The union leader stated that their primary objective is to advocate for “the same basic accommodations that countless other departments have provided to their first responders, and to treat a COVID-related illness as a line of duty injury.”
Cherven acknowledged that the State Police are “critically” short-staffed, as demonstrated by what he characterized as “unprecedented moves,” referring to instances where specialty unit troopers were taken from their more specialized investigations and put back on uniformed patrol.
The teeth of Cherven’s remarks came at the end, when he stated, “To date, dozens of troopers have already submitted their resignation paperwork, some of whom plan to return to other departments offering reasonable alternatives such as mask wearing and regular testing.”
The big picture: SPAM, a police union representing 1,800 Massachusetts state troopers, previously filed a lawsuit requesting that the court delay the upcoming October 17 deadline for the vaccine mandate to go into effect.
In the filing, SPAM’s lawyers argued that they would otherwise face “irreparable harm,” and the delay would be critical in allowing them to “negotiate the terms and conditions of their employment.”
However, Massachusetts Superior Court Judge Jackie Cowin did not agree.
In denying SPAM’s request, she reasoned, “Specifically, the public interest is, unquestionably, best served by stopping the spread of the virus, in order to protect people from becoming ill, ensure adequate supply of medical services, and curtail the emergence of new, deadlier variants of the virus.”
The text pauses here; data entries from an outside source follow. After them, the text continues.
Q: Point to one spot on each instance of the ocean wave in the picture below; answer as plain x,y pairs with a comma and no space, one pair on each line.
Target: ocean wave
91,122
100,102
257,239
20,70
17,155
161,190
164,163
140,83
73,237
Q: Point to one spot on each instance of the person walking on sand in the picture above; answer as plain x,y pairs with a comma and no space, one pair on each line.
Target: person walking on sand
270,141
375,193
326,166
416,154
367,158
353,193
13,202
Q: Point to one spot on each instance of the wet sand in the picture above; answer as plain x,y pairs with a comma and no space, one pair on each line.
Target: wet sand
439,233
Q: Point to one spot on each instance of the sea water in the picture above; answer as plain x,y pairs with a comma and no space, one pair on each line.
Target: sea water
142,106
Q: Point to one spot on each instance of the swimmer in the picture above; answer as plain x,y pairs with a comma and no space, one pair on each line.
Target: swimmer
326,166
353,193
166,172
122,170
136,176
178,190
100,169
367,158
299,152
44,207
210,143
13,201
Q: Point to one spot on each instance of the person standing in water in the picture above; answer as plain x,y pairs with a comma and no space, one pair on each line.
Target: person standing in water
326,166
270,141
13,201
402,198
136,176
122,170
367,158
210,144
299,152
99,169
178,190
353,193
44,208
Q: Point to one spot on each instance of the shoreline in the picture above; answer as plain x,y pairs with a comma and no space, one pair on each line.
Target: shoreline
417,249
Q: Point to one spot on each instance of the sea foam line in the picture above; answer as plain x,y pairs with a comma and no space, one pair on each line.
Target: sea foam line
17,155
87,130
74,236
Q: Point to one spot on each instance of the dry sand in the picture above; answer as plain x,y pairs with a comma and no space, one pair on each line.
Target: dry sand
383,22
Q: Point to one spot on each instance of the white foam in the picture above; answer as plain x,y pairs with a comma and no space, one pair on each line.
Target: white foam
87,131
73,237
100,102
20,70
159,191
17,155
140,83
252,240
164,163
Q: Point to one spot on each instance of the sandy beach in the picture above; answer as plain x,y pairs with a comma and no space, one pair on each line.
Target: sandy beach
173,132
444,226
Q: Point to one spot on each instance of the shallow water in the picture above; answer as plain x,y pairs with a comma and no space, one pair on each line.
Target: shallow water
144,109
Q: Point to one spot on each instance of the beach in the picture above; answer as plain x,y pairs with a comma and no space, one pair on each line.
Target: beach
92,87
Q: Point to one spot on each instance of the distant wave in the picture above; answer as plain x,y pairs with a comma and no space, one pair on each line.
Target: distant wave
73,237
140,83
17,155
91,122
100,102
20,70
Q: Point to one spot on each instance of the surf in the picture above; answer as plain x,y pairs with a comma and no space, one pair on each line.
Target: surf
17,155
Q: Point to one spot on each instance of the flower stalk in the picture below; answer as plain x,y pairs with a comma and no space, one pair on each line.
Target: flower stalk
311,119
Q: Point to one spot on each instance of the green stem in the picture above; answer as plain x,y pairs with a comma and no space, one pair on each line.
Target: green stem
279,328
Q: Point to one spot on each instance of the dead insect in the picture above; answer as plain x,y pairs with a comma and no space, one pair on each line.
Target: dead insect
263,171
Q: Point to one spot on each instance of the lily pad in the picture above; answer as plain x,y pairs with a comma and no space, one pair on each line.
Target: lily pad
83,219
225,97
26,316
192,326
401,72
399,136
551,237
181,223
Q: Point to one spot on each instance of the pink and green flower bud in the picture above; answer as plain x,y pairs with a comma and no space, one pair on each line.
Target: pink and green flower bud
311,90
Worth noting: When questioned about the resignations, a spokesperson for the State Police denied that any unplanned retirements had occurred after the court issued its ruling against SPAM.
“No retirements occurred today because of the vaccine issue,” the spokesperson told NBC10 Boston. “There was only one retirement today, a Major (had nothing to do with the vaccine). They may have submitted paperwork or indicated to the union that they plan to do so, but no retirement orders were cut today.”